For Goodness’ Sake

Some years ago, in Australia, I appeared on a platform with a prominent intellectual, many times more famous than I. We were asked what it took to be good.

The famous intellectual, who had had a brilliant career, answered that in order to be good, you had to be intelligent. When my turn came to answer, I said that the previous answer was not only wrong in fact but appalling in its implications.

It seemed to me, I said, that there was no connection between intelligence and goodness, and since the previous speaker was obviously referring to the 1 percent of the population or so that she thought might be approximately her intellectual equal, she was in effect saying that the vast majority of human beings could not be good. I count myself a misanthrope, but I am not as misanthropic as that.

She tried to deny that she had said any such thing, but the audience corrected her: She had indeed said it, and, without resorting to Freudian analysis, I think it revealed her true belief in the matter.

I know what she meant, however. To be good, you must have the right opinions about important abstract questions affecting humanity, and to have those you must be well-informed and capable of drawing correct conclusions from a large amount of information. In short, to be good you must both be highly intelligent and agree with me.

The intelligent are much given to the sin of pride, a sin that is not shared, in my experience, by the truly brilliant. Charles Dickens, for example, who knew himself to be a man of genius and called himself “the Inimitable” (which he certainly was), once wrote that he held his talent in trust. He meant by this that it was God-given and he had a duty to use it for the benefit of mankind. Few people have worked harder than he, but no amount of effort by itself would have sufficed to produce so many immortal characters and pages. For reasons that will never be elucidated, he was born with a spark that the rest of us do not have.

The idea of goodness as having the right ideas on abstract questions is a godsend to mediocrities. It allows them to learn and repeat a few phrases or formulae and think that they are good and therefore ought to have a special role to play in the direction of society.

I have no disdain for mediocrity and mediocrities as such; they are, indeed, very necessary to the functioning of any society, as is hypocrisy. (Try to imagine a world without hypocrisy—how dull, frightening, and unbearable it would be! There is, of course, hypocrisy and hypocrisy, of the laudable and necessary, and of the abominable and dangerous, kind, with everything in between.)

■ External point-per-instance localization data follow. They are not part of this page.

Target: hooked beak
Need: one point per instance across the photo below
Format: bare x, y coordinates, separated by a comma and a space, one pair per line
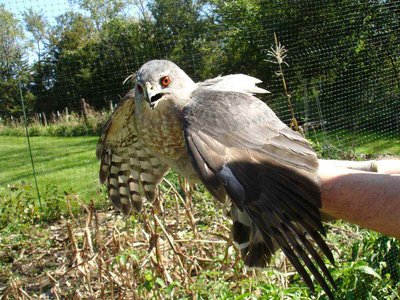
151, 95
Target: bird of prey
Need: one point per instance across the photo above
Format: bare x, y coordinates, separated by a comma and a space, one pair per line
219, 133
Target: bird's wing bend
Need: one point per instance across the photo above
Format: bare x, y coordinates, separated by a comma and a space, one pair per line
237, 143
128, 168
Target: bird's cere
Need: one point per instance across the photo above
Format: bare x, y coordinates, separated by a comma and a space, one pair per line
219, 133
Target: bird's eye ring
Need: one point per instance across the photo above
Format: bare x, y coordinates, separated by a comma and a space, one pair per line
165, 81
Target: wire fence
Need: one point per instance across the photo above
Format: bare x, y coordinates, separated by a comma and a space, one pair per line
333, 69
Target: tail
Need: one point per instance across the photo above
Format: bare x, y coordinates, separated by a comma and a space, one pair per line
255, 248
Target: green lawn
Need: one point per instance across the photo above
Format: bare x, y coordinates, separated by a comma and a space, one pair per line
69, 163
365, 143
367, 263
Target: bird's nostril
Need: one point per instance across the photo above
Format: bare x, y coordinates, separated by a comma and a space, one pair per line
156, 97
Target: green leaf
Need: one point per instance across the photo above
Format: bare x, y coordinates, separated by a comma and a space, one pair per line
369, 271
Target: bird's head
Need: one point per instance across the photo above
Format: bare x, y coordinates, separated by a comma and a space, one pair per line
158, 80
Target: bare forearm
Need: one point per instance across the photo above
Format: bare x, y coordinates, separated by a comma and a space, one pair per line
371, 200
386, 166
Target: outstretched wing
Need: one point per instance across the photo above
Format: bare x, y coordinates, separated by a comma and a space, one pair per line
129, 169
237, 143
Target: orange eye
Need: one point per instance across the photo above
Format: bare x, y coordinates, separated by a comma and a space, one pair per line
165, 81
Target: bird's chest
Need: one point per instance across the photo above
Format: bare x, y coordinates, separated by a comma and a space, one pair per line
161, 131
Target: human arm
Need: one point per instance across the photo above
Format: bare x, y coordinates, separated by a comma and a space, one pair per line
371, 200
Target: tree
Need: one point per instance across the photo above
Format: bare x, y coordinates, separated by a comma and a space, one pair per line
13, 67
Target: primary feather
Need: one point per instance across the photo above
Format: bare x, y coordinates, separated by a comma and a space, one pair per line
219, 133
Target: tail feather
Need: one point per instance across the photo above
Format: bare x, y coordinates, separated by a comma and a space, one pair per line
255, 248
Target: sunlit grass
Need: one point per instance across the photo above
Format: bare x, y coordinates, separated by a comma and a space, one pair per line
67, 163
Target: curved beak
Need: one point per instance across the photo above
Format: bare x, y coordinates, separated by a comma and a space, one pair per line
151, 94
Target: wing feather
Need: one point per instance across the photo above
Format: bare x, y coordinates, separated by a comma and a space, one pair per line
239, 145
129, 169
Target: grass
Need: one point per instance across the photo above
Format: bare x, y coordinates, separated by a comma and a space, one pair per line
342, 144
67, 163
178, 248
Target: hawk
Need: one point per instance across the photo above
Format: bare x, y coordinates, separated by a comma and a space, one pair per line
219, 133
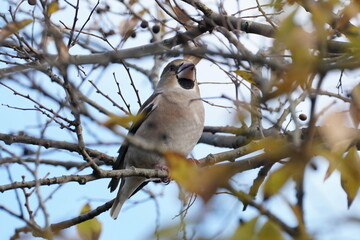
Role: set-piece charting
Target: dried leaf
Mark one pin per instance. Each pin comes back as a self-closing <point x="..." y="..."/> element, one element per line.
<point x="202" y="181"/>
<point x="90" y="229"/>
<point x="277" y="180"/>
<point x="355" y="105"/>
<point x="13" y="27"/>
<point x="350" y="174"/>
<point x="124" y="121"/>
<point x="336" y="132"/>
<point x="53" y="7"/>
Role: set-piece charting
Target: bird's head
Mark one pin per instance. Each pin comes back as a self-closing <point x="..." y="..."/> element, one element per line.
<point x="178" y="73"/>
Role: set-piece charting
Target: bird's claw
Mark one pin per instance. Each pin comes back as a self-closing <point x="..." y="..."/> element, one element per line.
<point x="163" y="167"/>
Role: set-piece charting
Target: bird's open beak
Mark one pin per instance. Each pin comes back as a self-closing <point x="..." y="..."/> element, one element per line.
<point x="186" y="71"/>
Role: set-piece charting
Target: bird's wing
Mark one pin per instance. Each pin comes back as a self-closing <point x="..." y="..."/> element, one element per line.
<point x="145" y="110"/>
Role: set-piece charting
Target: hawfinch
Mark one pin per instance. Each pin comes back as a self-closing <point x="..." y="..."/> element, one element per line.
<point x="172" y="117"/>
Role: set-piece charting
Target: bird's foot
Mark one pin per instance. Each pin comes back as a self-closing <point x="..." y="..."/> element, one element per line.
<point x="193" y="160"/>
<point x="163" y="167"/>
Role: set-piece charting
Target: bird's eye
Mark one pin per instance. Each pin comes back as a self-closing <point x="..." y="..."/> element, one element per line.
<point x="172" y="68"/>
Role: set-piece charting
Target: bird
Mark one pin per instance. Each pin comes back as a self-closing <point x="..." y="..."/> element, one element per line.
<point x="172" y="117"/>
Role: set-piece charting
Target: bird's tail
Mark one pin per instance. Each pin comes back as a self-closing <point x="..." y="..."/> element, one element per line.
<point x="126" y="190"/>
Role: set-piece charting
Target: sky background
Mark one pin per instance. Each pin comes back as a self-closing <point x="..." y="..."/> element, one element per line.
<point x="325" y="201"/>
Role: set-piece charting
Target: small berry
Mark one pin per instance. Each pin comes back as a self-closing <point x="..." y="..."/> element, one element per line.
<point x="144" y="24"/>
<point x="32" y="2"/>
<point x="156" y="29"/>
<point x="302" y="117"/>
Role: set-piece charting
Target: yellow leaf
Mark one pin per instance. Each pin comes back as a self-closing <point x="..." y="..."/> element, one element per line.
<point x="277" y="180"/>
<point x="13" y="27"/>
<point x="270" y="230"/>
<point x="124" y="121"/>
<point x="90" y="229"/>
<point x="350" y="174"/>
<point x="202" y="181"/>
<point x="246" y="230"/>
<point x="53" y="7"/>
<point x="247" y="76"/>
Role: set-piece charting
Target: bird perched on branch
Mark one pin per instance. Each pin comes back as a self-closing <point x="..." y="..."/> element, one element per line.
<point x="172" y="117"/>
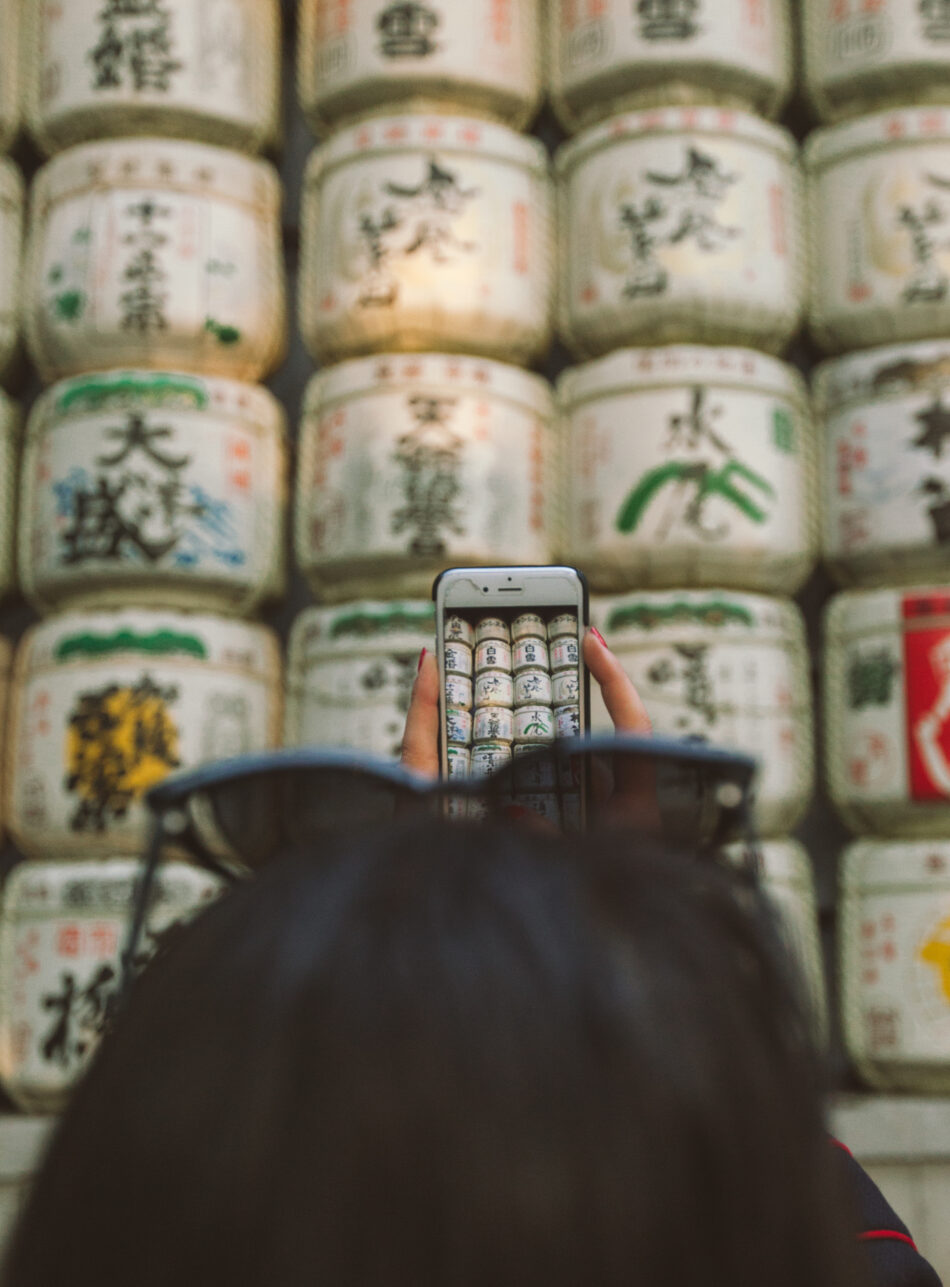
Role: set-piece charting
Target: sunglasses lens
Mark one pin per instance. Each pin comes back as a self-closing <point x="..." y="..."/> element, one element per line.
<point x="250" y="820"/>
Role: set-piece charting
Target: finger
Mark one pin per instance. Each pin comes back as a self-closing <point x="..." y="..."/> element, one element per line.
<point x="420" y="749"/>
<point x="621" y="698"/>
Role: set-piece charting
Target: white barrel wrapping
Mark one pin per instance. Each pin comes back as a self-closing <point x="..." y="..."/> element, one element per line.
<point x="413" y="463"/>
<point x="10" y="72"/>
<point x="878" y="218"/>
<point x="110" y="68"/>
<point x="106" y="704"/>
<point x="155" y="254"/>
<point x="886" y="470"/>
<point x="894" y="959"/>
<point x="605" y="59"/>
<point x="789" y="886"/>
<point x="689" y="466"/>
<point x="9" y="443"/>
<point x="860" y="57"/>
<point x="63" y="927"/>
<point x="680" y="224"/>
<point x="350" y="672"/>
<point x="162" y="487"/>
<point x="428" y="232"/>
<point x="725" y="668"/>
<point x="482" y="55"/>
<point x="12" y="198"/>
<point x="887" y="711"/>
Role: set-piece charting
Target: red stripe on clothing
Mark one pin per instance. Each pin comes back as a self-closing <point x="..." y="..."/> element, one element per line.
<point x="886" y="1233"/>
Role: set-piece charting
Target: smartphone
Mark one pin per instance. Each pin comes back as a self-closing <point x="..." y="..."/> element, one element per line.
<point x="512" y="678"/>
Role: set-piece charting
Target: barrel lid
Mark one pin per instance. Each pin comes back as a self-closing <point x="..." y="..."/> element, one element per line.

Mediocrity is very well in its place; among other things, it oils the wheels of administration. Much has to be done routinely, and if everyone were constantly brimming with brilliant ideas demanding that they be put immediately into practice, chaos would result. Besides, many people like to lead their lives as trains run on rails. It is as well that they exist. Moreover, even very talented people are usually mediocre in the largest parts of their lives.